Ethan Allen reported better news on January 29, for its second quarter, but not without encountering difficulties. It showed a profit of $0.19 per share, but its sales dropped from $259 million in the previous year's Q2 to $189 million in this year's second quarter. It slashed its quarterly dividend from $0.25 a share to $0.10. Although they are in a somewhat stronger position than La-Z-Boy due to their product mix (which is doing slightly better on a retail basis), they will consolidate manufacturing services and several retail centers and are revisiting their credit agreements as a precaution. (Learn more in Analyzing Retail Stocks.)

Furniture Brands, maker of Broyhill and Thomasville brand, had a dismal earnings report of a net loss in the fourth quarter of $342 million or $7 per share, with sales down 20%. The stock has fallen from $15 in May of 2008 to February 23, 2009 close of $1.65. The maker of traditionally slightly more upscale furnishings has found its earnings punished by a desertion of anything close to a higher-end market in home furnishings.

La-Z-Boy, despite the traditional appeal of the business to middle income consumers, has seen its share price reflect its business falloff as the stock has been trampled down to $1.02 by market close February 23, down from a 52-week high of over $11. This indicates that the stock market carnage in the furnishings industry isn't playing favorites. This despite the fact that La-Z-Boy's earnings until recently have been holding up relatively well in the last several years.

Some Other Stories
Although the three furniture makers, La-Z-Boy, Ethan Allen and Furniture Brands, have all fallen to their low point as stocks, each with difficult and similar though slightly different fundamental stories, Tempur-Pedic, the mattress maker, and Mohawk Industries (NYSE:MHK), the carpeting and flooring company, show that though the home furnishings industry is in rough shape right now, if you are not a direct furniture maker, you are a bit out of the line of fire.

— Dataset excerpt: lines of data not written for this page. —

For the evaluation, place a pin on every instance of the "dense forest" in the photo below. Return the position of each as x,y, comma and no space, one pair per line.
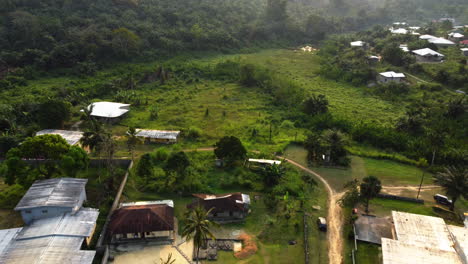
51,34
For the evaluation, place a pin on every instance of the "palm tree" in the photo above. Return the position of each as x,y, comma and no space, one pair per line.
197,227
454,180
369,189
132,140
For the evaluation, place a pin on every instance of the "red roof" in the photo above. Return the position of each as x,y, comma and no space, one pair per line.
220,202
142,218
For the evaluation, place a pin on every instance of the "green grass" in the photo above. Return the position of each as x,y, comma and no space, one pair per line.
390,173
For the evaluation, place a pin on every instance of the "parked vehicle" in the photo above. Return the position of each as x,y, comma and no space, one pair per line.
322,224
442,199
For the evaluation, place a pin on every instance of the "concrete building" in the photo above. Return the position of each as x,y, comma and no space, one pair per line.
108,111
391,76
143,220
424,239
48,198
158,136
427,55
56,226
72,137
229,207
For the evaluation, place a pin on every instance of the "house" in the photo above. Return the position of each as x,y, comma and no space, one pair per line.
455,36
52,197
399,31
441,42
227,207
72,137
57,235
424,239
426,37
359,44
428,55
108,111
158,136
143,220
263,162
404,47
464,51
390,76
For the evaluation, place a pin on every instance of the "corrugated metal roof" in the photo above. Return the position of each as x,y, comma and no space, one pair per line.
60,192
72,137
47,250
108,109
80,224
159,134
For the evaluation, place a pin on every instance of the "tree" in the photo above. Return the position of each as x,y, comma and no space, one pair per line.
124,42
76,159
454,181
370,187
314,104
178,162
230,148
53,113
273,174
197,227
132,140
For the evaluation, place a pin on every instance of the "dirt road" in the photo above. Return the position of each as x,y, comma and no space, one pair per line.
334,220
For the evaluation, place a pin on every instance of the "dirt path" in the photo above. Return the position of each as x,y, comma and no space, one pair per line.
334,220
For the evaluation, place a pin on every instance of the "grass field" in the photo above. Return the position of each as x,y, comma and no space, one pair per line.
389,172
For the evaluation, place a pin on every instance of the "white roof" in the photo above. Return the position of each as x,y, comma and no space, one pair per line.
397,252
426,37
72,137
358,43
264,161
161,134
392,74
440,41
108,109
169,203
456,35
399,31
427,52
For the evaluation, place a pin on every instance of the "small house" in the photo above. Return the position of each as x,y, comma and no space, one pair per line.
464,51
358,44
158,136
72,137
52,197
390,76
427,55
229,207
108,111
441,42
455,36
143,220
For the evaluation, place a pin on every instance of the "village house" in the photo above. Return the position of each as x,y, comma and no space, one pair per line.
390,76
108,111
464,51
72,137
143,221
358,44
424,239
456,37
158,136
427,55
229,207
56,225
441,42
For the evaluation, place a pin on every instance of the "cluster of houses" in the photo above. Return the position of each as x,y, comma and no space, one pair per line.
408,238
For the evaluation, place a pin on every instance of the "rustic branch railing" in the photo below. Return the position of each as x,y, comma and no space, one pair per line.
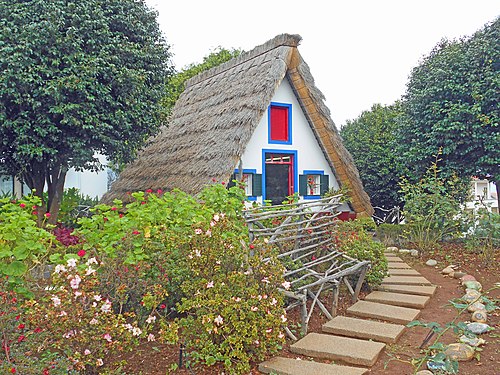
305,234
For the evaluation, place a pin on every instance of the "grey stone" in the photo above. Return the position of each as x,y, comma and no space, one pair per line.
447,270
431,263
409,289
290,366
397,265
389,313
476,341
337,348
406,280
398,299
403,272
475,307
364,329
478,328
458,274
459,352
479,316
473,285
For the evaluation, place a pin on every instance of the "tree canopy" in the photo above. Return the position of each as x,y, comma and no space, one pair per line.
77,78
371,141
451,104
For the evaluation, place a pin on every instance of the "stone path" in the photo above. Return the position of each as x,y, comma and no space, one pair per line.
358,339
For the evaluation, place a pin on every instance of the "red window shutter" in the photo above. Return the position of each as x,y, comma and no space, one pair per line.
279,124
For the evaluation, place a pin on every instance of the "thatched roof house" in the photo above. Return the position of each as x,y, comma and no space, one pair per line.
239,115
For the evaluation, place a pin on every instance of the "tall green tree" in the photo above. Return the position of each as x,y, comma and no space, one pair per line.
176,86
370,139
77,78
451,104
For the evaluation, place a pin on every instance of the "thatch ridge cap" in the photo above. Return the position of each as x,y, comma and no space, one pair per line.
289,40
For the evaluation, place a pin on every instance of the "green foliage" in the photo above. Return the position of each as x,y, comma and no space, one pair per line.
175,86
235,312
371,140
432,209
452,103
390,234
484,236
78,321
77,78
22,243
355,241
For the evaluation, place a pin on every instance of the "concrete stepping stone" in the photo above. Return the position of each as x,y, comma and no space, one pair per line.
403,272
418,290
406,280
398,299
390,313
364,329
338,348
397,265
290,366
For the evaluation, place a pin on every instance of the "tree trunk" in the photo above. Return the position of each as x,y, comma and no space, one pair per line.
55,183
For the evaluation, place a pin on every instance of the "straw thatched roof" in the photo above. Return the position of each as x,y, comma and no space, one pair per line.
215,117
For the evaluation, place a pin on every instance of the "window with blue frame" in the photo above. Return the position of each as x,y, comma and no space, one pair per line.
252,182
280,123
313,184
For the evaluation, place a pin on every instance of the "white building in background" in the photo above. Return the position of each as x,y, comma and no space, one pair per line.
484,195
92,184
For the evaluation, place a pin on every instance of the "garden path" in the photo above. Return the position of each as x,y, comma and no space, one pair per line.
357,340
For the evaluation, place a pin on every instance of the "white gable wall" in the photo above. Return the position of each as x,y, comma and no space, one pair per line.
309,153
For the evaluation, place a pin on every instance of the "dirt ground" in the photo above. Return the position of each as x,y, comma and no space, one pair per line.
155,359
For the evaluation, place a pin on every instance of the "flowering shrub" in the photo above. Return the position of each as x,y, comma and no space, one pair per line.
22,242
234,309
81,322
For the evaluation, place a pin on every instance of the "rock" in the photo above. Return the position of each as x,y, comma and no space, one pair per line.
436,366
431,262
467,278
476,341
471,296
478,328
447,270
475,306
473,285
459,352
479,316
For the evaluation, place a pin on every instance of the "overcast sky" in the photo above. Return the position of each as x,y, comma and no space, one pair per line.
360,52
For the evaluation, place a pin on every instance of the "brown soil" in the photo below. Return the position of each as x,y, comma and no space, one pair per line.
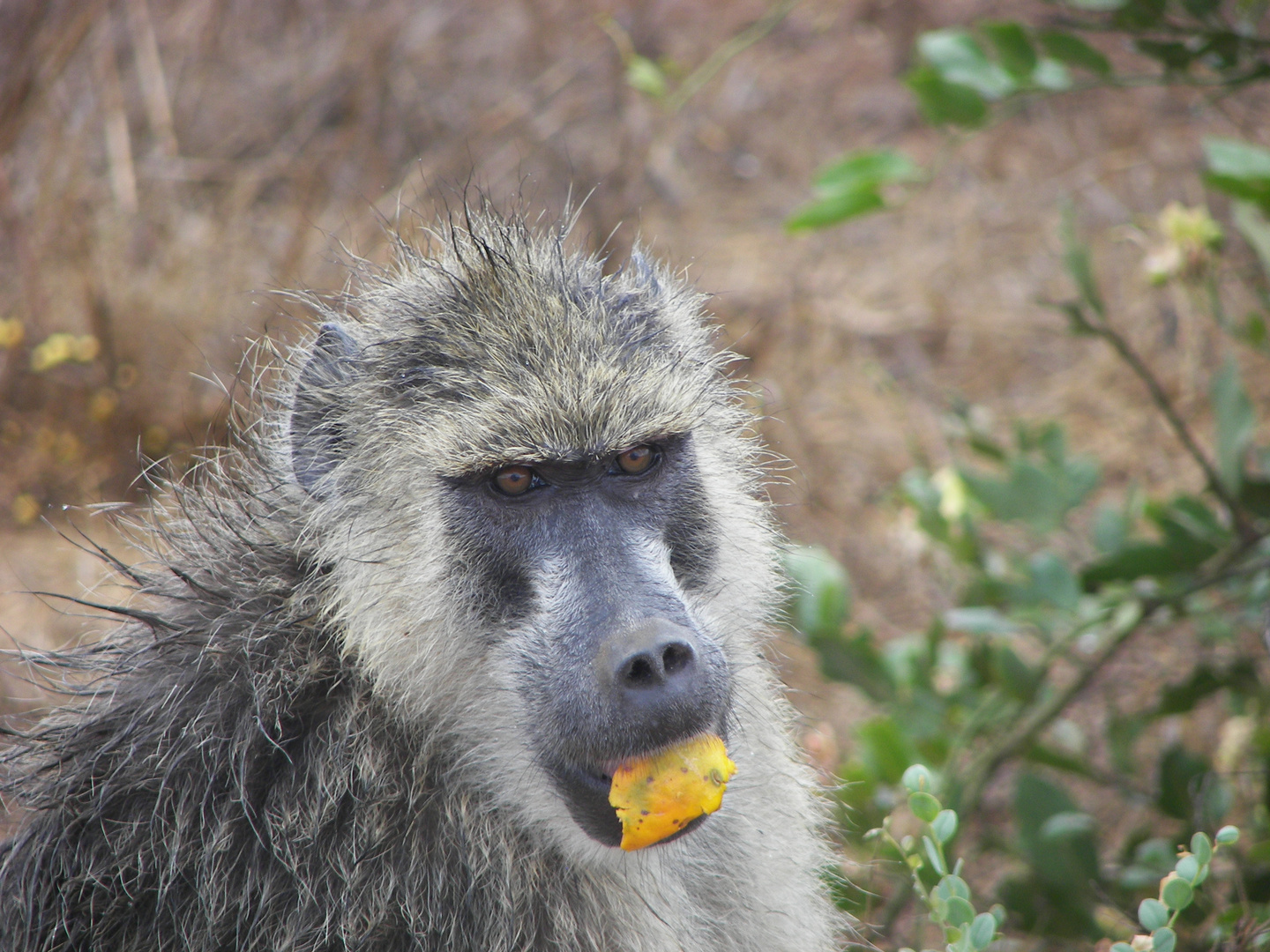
297,129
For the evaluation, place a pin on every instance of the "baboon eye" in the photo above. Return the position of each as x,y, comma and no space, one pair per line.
638,460
514,480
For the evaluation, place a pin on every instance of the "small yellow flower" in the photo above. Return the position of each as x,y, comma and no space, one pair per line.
1191,238
11,334
54,351
58,348
86,348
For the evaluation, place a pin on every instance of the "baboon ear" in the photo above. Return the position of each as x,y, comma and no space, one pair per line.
317,432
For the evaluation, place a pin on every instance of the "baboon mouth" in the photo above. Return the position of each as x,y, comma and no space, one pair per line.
586,793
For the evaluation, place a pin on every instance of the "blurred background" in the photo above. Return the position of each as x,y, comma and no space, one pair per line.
167,167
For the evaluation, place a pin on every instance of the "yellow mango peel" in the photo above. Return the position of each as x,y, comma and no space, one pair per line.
658,796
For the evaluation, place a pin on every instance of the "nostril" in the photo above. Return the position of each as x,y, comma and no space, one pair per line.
639,672
676,657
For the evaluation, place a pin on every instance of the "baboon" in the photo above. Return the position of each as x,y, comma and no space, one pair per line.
496,530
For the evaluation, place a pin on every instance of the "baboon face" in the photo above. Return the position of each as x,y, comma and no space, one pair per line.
553,439
583,566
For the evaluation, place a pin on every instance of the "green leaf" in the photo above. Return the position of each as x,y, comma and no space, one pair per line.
917,779
1139,14
1152,914
1050,582
1201,848
944,825
822,591
1236,159
1254,227
983,931
1054,837
1177,894
1110,528
1038,495
1073,51
945,103
932,853
1203,682
958,58
1236,423
1052,75
925,807
1013,674
839,207
866,167
855,659
646,77
1240,169
959,913
1200,9
1013,48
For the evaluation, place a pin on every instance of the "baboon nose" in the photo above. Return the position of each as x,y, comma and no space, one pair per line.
660,683
649,668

Tempur-Pedic has positive earnings and projections, causing one to wonder why the consumer is so discriminating as to buy a mattress as an essential, but not a chair, apparently regarded as non-essential. Yet, this is not to put too fine a point on it, as Mohawk Industries' earnings appear to be even more robust. So apparently consumers are choosing mattresses and carpeting, but not chairs, sofas or end tables. This is not to be flippant, simply to suggest that though the logic surrounding any home-related products, which furniture and all furnishings certainly are, would dictate that with everything even remotely housing related being nuked, apparently there are a couple of unexpected pockets of resistance, if not safe havens. ( Find out where to turn when looking to invest in a tumultuous market, check out Industries That Thrive On Recession.)

Not So Lazy Future
I think that if La-Z-Boy and some of the others can come through this uber-recession, whenever it may end or at least relent, there is, I dare to predict, a future for chairs. It's not as if there is a terrific over-capacity in the direct furniture and furnishing industry, so perhaps when the bogeyman of recession takes its foot off the neck of the industry, assuming people will still have houses and need to have something to sit on, La-Z-boy along with some if not all the others can make a comeback. When that might be, who knows? The $1 stocks may not be like the banks, yet they look chancy. Again, I boldly predict, though, there is a future for chairs.